Vanessa - Vandee Visits for Breakfast
Marianne asks what I'm sour about again. If I tell her all the spacy, messed up things I think, maybe we would have a good laugh about them. But we're not there, wherever that place is. She munches her toast and sips espresso. She asks if it's her outfit.
Marianne's skirt screams Pepto Bismol. It doesn't go past her knees. This isn't a big deal until Vandee joins us for breakfast and collapses into one of the tiny Ikea chairs next to her.
"I'd like some scrambled eggs," he says.
Marianne doesn't see or hear him, but he has confused her happy separates at this early hour with the tropical diner or the biker bar a few miles away. Both serve breakfast.
"Did the butterfly bring you or was it the skirt?" I ask.
Vandee doesn't seem to know - butterfly or skirt.
"I got the outfit on sale at Macy's," Marianne says. "Did you want to go shopping?"
The shirt is sleeveless and tight with a glittering flamingo in the center of her chest. I tell Vandee about the million trips Marianne made to the artist to get the tattoo finished. Marianne thinks I'm talking about her shopaholic tendencies. "I'm angry about the many times." I say it as if we are friends. Vandee nods. Marianne does too.

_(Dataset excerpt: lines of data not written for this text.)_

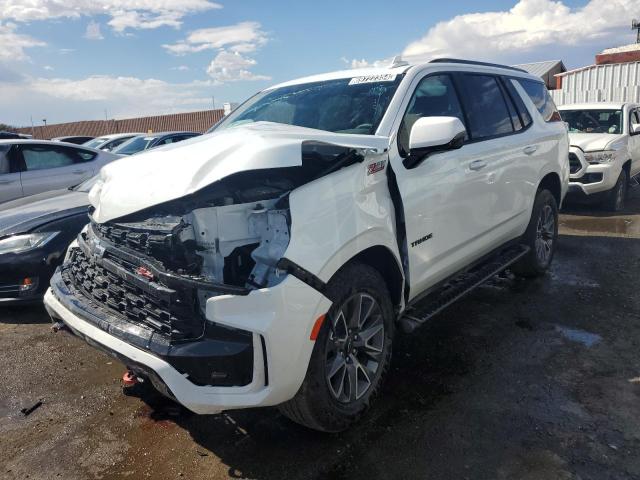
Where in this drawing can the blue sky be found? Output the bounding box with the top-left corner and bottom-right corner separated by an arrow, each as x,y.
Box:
0,0 -> 640,125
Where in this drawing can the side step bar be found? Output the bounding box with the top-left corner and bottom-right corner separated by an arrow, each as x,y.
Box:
400,245 -> 529,333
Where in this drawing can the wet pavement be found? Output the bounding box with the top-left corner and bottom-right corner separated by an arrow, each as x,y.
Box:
0,188 -> 640,480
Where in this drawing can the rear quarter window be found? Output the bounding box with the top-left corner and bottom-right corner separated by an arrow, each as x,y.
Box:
513,78 -> 562,122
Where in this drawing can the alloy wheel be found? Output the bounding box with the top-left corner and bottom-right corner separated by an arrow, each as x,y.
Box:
536,205 -> 556,265
325,293 -> 385,403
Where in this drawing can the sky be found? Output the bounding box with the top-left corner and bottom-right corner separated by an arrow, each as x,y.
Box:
0,0 -> 640,126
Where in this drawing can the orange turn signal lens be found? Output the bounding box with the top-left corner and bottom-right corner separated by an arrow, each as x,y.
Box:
309,315 -> 326,341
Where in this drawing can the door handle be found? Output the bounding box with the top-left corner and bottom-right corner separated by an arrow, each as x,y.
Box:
469,160 -> 487,172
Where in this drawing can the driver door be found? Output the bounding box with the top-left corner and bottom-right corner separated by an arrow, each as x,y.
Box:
390,74 -> 490,298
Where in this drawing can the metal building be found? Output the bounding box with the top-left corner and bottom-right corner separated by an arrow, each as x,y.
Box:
514,60 -> 567,90
550,44 -> 640,105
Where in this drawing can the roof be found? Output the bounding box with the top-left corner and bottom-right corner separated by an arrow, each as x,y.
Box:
514,60 -> 567,77
266,58 -> 536,90
558,102 -> 629,110
17,109 -> 224,138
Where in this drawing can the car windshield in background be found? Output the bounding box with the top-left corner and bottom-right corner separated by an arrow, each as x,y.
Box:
82,138 -> 108,148
215,74 -> 402,135
112,135 -> 157,155
560,109 -> 622,134
71,175 -> 100,193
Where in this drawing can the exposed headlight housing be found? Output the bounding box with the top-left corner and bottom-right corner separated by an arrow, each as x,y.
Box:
584,150 -> 617,164
0,232 -> 60,255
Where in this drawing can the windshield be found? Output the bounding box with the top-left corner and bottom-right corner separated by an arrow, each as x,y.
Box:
560,109 -> 622,134
112,135 -> 158,155
82,138 -> 108,148
215,74 -> 402,135
71,175 -> 100,192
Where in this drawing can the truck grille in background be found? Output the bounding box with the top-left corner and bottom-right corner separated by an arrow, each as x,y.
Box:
62,244 -> 204,340
569,152 -> 582,173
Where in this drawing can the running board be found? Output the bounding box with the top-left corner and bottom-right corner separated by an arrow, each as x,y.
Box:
400,245 -> 529,333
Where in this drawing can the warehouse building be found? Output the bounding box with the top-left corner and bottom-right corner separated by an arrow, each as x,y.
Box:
551,43 -> 640,105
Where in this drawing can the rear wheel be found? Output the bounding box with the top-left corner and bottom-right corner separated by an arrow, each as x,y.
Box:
280,264 -> 394,432
605,168 -> 629,212
512,190 -> 558,277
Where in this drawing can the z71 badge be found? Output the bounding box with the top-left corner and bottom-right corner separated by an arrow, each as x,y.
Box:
411,233 -> 433,248
367,160 -> 387,175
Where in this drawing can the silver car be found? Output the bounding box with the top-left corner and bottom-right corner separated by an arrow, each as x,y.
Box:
0,140 -> 119,203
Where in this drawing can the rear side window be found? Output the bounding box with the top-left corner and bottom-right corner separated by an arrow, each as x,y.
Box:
21,145 -> 96,172
514,78 -> 562,122
460,74 -> 514,140
502,77 -> 533,130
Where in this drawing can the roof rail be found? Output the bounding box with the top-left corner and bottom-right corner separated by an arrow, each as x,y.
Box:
429,58 -> 527,73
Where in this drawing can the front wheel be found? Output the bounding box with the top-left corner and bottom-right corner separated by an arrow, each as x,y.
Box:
512,190 -> 558,277
280,264 -> 394,432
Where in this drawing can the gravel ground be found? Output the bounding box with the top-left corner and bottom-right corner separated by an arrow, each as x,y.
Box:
0,188 -> 640,480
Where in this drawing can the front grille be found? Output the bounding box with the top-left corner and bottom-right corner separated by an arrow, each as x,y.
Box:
569,152 -> 582,173
63,239 -> 204,340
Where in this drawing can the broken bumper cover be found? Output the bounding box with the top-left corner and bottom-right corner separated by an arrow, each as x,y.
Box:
45,272 -> 331,414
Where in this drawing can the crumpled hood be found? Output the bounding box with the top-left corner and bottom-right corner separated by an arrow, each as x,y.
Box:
569,133 -> 620,152
0,190 -> 89,237
89,122 -> 389,223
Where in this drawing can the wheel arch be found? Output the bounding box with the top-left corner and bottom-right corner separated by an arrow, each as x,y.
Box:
329,245 -> 404,307
538,172 -> 562,207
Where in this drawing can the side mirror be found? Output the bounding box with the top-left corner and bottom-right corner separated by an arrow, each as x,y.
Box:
403,117 -> 466,168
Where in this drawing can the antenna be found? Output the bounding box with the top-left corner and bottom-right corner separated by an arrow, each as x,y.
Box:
389,55 -> 409,68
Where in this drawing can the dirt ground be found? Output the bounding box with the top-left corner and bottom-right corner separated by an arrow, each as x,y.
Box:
0,188 -> 640,480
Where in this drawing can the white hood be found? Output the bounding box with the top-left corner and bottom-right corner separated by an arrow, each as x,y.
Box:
89,122 -> 389,223
569,133 -> 620,152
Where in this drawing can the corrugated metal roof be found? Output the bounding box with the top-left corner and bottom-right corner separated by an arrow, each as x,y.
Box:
514,60 -> 566,77
550,62 -> 640,105
17,109 -> 224,139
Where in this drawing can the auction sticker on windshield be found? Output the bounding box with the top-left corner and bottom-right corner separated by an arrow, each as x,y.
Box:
349,73 -> 396,85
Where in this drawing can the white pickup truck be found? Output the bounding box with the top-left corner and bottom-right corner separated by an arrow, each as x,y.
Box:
560,103 -> 640,211
45,60 -> 569,431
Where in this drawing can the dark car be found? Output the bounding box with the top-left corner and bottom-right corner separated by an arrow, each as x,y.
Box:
51,135 -> 95,145
0,177 -> 97,305
111,132 -> 202,155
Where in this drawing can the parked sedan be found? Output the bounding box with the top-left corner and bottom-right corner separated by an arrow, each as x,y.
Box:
51,135 -> 94,145
0,177 -> 97,305
83,132 -> 143,152
0,140 -> 118,203
112,132 -> 201,155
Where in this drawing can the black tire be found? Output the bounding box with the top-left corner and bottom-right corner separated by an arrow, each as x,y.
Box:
511,190 -> 558,277
604,168 -> 629,212
279,263 -> 395,432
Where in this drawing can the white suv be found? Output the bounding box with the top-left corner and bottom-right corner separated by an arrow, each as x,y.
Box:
560,103 -> 640,211
46,60 -> 569,431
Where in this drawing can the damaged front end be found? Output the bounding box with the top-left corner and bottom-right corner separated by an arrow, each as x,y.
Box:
51,137 -> 376,396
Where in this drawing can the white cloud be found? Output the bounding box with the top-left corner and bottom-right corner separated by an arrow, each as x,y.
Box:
402,0 -> 638,60
162,22 -> 270,84
0,22 -> 46,62
0,0 -> 222,33
207,50 -> 271,83
84,20 -> 104,40
162,22 -> 268,55
0,75 -> 214,123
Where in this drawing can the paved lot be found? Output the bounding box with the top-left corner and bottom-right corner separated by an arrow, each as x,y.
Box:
0,188 -> 640,480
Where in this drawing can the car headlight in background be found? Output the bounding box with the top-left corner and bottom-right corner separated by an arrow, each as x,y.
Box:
0,232 -> 60,255
584,150 -> 616,164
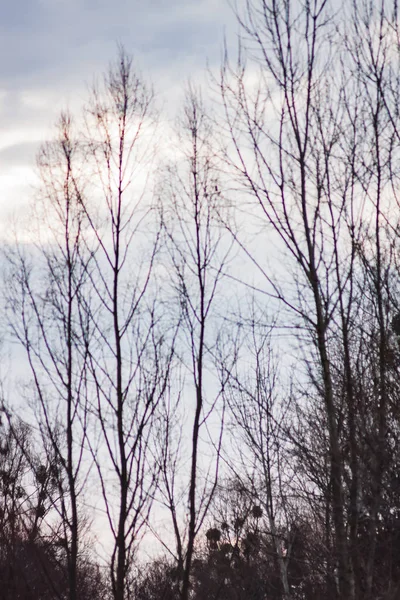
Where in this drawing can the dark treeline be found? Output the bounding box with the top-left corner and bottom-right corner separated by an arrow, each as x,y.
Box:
0,0 -> 400,600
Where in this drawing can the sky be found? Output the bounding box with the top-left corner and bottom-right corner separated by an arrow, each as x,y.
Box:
0,0 -> 237,232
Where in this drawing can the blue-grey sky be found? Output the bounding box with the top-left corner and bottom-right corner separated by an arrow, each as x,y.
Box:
0,0 -> 236,231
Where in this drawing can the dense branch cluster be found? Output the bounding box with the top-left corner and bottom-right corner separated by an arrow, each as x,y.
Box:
0,0 -> 400,600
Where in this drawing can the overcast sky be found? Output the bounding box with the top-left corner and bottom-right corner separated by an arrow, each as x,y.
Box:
0,0 -> 237,233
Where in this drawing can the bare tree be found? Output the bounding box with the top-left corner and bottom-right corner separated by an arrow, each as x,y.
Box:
156,86 -> 231,600
7,115 -> 89,600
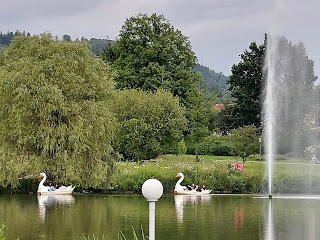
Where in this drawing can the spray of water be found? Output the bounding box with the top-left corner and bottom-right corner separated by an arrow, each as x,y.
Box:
264,34 -> 278,196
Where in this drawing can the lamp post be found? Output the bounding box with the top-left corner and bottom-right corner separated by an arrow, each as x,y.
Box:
142,179 -> 163,240
259,138 -> 261,168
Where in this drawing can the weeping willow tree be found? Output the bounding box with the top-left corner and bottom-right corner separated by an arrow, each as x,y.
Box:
0,34 -> 114,187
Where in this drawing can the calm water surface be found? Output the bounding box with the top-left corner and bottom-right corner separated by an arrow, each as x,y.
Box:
0,195 -> 320,240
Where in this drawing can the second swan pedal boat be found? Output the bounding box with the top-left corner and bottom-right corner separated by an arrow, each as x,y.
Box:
174,173 -> 212,195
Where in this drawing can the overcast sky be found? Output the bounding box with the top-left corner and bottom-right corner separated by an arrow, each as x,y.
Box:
0,0 -> 320,77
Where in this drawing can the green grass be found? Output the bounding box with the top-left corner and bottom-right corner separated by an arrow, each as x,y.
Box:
113,154 -> 320,194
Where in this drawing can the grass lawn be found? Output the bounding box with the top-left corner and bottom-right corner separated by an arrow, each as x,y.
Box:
156,154 -> 320,179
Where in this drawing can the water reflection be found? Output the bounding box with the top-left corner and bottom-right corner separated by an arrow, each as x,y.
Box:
174,195 -> 211,223
38,195 -> 75,222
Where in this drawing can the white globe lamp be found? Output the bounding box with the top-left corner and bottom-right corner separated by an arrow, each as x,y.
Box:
142,179 -> 163,240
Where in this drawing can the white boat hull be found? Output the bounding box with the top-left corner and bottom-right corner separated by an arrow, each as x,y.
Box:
174,190 -> 212,195
38,189 -> 73,195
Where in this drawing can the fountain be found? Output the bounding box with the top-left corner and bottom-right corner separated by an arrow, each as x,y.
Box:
263,1 -> 320,198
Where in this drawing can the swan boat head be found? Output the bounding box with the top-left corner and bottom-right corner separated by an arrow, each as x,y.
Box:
38,173 -> 75,195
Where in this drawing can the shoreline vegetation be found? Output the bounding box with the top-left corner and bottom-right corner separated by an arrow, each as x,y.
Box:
0,154 -> 320,194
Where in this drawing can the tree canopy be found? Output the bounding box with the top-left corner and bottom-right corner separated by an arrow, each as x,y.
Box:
0,34 -> 114,187
104,14 -> 201,104
228,39 -> 266,129
113,89 -> 186,160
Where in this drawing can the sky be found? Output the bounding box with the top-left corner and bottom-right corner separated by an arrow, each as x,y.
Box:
0,0 -> 320,82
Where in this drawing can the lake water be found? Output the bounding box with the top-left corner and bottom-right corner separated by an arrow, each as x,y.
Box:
0,195 -> 320,240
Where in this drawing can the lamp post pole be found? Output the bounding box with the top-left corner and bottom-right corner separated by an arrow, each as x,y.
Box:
259,138 -> 261,169
142,179 -> 163,240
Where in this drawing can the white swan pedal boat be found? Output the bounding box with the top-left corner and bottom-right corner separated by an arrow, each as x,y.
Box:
38,173 -> 75,195
174,173 -> 212,195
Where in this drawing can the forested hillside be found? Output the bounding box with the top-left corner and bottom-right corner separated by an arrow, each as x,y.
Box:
194,64 -> 228,91
0,31 -> 228,94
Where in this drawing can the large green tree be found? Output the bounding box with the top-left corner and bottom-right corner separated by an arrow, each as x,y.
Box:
113,89 -> 186,160
104,14 -> 201,105
228,39 -> 266,129
230,125 -> 259,162
0,34 -> 114,187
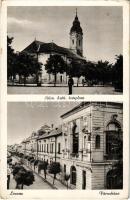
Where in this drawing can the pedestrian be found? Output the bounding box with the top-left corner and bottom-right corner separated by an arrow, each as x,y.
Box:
7,166 -> 11,189
68,77 -> 74,94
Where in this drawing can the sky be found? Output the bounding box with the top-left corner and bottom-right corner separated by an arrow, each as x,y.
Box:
7,6 -> 123,63
7,102 -> 79,145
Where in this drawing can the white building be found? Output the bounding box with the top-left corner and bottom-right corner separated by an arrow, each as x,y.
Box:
61,102 -> 123,190
22,11 -> 85,84
15,102 -> 123,190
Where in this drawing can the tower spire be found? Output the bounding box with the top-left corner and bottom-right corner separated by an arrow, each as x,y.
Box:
76,8 -> 77,17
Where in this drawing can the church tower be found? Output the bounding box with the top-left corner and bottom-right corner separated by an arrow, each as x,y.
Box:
70,9 -> 83,56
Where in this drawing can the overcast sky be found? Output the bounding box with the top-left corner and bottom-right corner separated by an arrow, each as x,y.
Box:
7,102 -> 79,144
8,6 -> 123,63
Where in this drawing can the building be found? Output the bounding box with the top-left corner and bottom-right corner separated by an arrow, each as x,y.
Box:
22,10 -> 85,84
61,102 -> 123,190
14,102 -> 123,190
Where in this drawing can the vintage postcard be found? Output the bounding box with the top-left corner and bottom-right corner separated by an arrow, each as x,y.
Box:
0,0 -> 129,200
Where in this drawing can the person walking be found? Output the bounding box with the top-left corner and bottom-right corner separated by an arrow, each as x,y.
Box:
7,166 -> 11,189
68,77 -> 74,95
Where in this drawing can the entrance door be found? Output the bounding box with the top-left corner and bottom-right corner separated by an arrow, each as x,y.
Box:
82,170 -> 86,190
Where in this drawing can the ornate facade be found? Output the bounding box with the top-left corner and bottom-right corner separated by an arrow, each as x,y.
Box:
16,102 -> 123,190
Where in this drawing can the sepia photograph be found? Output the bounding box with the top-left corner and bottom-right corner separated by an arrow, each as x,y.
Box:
7,6 -> 123,95
7,102 -> 123,190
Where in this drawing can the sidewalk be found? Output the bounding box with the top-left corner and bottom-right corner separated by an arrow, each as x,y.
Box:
28,167 -> 67,190
15,157 -> 67,190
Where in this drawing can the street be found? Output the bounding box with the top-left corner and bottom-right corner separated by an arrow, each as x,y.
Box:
7,86 -> 122,95
9,157 -> 53,190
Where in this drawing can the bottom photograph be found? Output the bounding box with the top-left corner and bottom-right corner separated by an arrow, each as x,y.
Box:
7,101 -> 123,190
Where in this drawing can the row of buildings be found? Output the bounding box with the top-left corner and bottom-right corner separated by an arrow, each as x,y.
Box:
9,102 -> 123,190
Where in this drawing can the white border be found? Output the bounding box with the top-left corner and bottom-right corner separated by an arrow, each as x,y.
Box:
0,0 -> 129,200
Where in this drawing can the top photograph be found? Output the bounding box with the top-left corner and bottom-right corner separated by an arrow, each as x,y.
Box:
7,6 -> 123,95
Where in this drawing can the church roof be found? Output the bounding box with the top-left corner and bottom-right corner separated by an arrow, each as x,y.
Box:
70,10 -> 83,35
22,40 -> 85,60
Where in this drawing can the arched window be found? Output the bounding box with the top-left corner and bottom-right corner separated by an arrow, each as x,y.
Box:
72,122 -> 79,154
95,135 -> 100,149
70,166 -> 76,185
106,121 -> 123,159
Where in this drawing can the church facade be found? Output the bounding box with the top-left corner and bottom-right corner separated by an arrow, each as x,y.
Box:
22,10 -> 85,84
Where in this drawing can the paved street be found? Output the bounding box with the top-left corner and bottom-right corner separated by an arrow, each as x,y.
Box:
10,158 -> 53,190
8,86 -> 122,95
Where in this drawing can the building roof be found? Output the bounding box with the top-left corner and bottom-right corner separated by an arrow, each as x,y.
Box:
60,102 -> 123,118
37,126 -> 62,140
70,10 -> 83,35
22,40 -> 85,61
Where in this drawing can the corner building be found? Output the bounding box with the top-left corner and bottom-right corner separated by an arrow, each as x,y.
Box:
61,102 -> 123,190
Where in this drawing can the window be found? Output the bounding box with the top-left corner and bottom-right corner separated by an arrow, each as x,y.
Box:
64,165 -> 66,174
88,134 -> 91,141
65,138 -> 67,149
70,166 -> 76,185
95,135 -> 100,149
50,144 -> 51,153
44,144 -> 46,152
82,170 -> 86,190
84,136 -> 86,149
72,123 -> 79,154
106,122 -> 123,159
52,143 -> 54,153
58,143 -> 60,154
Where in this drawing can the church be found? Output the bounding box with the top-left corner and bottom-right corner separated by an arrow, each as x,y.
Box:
22,9 -> 85,84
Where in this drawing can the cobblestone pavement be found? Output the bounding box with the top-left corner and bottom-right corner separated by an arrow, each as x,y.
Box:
7,86 -> 122,95
9,157 -> 53,190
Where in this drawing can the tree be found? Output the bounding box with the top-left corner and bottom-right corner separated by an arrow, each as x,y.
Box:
13,166 -> 35,189
7,36 -> 17,83
38,161 -> 48,179
48,162 -> 61,185
113,55 -> 123,92
96,60 -> 112,86
16,52 -> 42,85
67,60 -> 82,87
45,55 -> 67,86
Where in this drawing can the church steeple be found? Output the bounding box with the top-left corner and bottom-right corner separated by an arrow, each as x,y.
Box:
70,8 -> 83,56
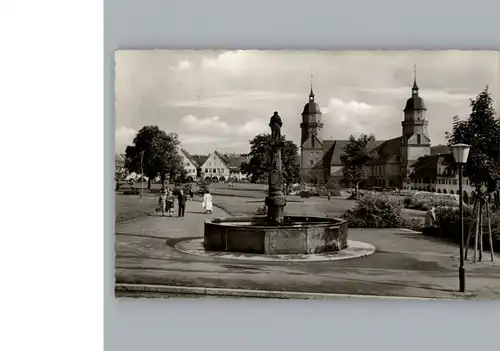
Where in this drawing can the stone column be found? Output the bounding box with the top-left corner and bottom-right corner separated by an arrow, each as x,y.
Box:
266,139 -> 286,225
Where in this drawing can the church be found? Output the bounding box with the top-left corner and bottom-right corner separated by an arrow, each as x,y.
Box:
300,70 -> 455,191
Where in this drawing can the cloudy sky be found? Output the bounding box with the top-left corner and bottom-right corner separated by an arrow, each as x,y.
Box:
115,50 -> 500,154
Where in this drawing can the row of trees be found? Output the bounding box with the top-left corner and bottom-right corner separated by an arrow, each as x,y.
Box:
124,126 -> 186,188
341,87 -> 500,198
115,126 -> 300,188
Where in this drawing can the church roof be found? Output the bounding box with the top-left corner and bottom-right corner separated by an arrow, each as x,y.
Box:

This hallucination, Vandee, is strange - appearing and asking for food, and then he lets me scare him. He turns his attention from the eggs to the graceful bug on Marianne's shoulder eating up half her arm. It whispers to the flamingo, what it says I don't understand, but the flamingo isn't as sparkling. I don't know if Vandee notices.
"It's occult," he says.
"That thing killed my boyfriend and made my dad move away."
I expect Vandee to disappear but he doesn't.
Marianne has heard my abusive talk about her favorite tattoo before, and she laughs. It reminds me of the way everyone made fun of my high heels because of Vandee, and I tell him this.
"Wait," he says. "Beast didn't want to be your lab partner. He said your shoes were going to mess up his lab. Don't you remember?"
Marianne asks if I'm angry because I want a tattoo like hers.
And I tell her it isn't for the art, or a special memory, it's because of what it whispers.